The disposition of Richard II and his murder is not viewed kindly by Shakespeare. Bolingbroke may be a stronger man but not a better man. The two parts of Henry IV continue the story of the usurper. The fruits of ambition turn to dust and ashes in his mouth. The man who sows the wind reaps the whirlwind. Richard in his grief-inspired wisdom had foretold as much. So the two parts of Henry IV emphasizes the political as well as moral aspect of the Lancastrian usurpation. Bolingbroke himself expiates his crime in bitter humiliation and repentance. He constantly meditates a fuller atonement of his sins of usurpation and regicide by a pilgrimage to Jerusalem. But his journey on earth ends before the planned pilgrimage to Jerusalem. He dies in the Jerusalem Chamber, a room in his palace.

The problem of good government and civil disorder are the concerns in the ‘Henry IV’ plays. Shakespeare deals with the Percy rebellion of 1403 in Part I and the Scorpe rebellion of 1405 in Part II. The debt which the king owed to the Percys for their help in the seizure of the crown makes dealing with them difficult. The nature of his kingship also troubles Henry. Moreover he is afraid that riot and discord may return after his death. However these fears are unfounded, for Prince Henry is deeply concerned with the nature of kingship, and is preparing himself throughout the play for his ultimate destiny as England’s ideal warrior king. He mixes with low company and these scenes also show us the dangers of disorder on a lower social scale than the political insurrections of Scorpe and the Percys. Dover Wilson in The Fortunes of Falstaff sums up the ‘Henry IV’ plays thus: “Justice triumphs over iniquity and Hal, escaping from feigning flatterers, emerges as the type of the Prince, the Ruler”.

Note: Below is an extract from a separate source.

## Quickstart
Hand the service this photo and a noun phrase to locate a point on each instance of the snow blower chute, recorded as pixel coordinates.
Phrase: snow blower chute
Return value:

In Henry V, Shakespeare shows us the ruler in action. The play is devoted to a public theme. In Henry’s reign there are neither internecine wars nor domestic tribulations. The young Hal is popular with the crowd, feared and obeyed by the nobles, flattered and favored by the church. He leads an army to France and wins riches and renown abroad. His title is never questioned and his peace is never seriously disturbed.

But his brief respite during Henry’s rule is but a lull in the storm. The tetralogy constituting of Henry VI Part I, II & III tells the story of the downfall of the House of Lancaster. The seeds of evil sown by Bolingbroke begin to sprout in Henry VI’s time. Henry VI ascends the throne when England is in the throes of a furious civil war. The Wars of Roses convulse the nation for three generations till the battle of Bosworth in 1485 ushers an era of peace and prosperity. The three parts of Henry VI and Richard III form a tetralogy dealing with the beginning, the progress and the end of the Wars of Roses.

In this teratology, Richard III is the most important play because it deals with the providential accession of the House of Tudor to the throne which led England to an era of peace and prosperity. 

Shakespeare, in these plays, examines the contradictions and illusions involved in political action. However what gives his plays their distinctive quality is the fact that they are part of the same continuous and continually deepening exploration of the nature of man that includes the great tragedies. The late professor Harold C. Goddard wrote in his ‘The Meaning of Shakespeare’ about the significance of the ‘Histories’---
Here writ large was the truth that chaos in the state is part and parcel of chaos in the minds and souls of individuals, that the political problem is, once and for all a function of the psychological problem”.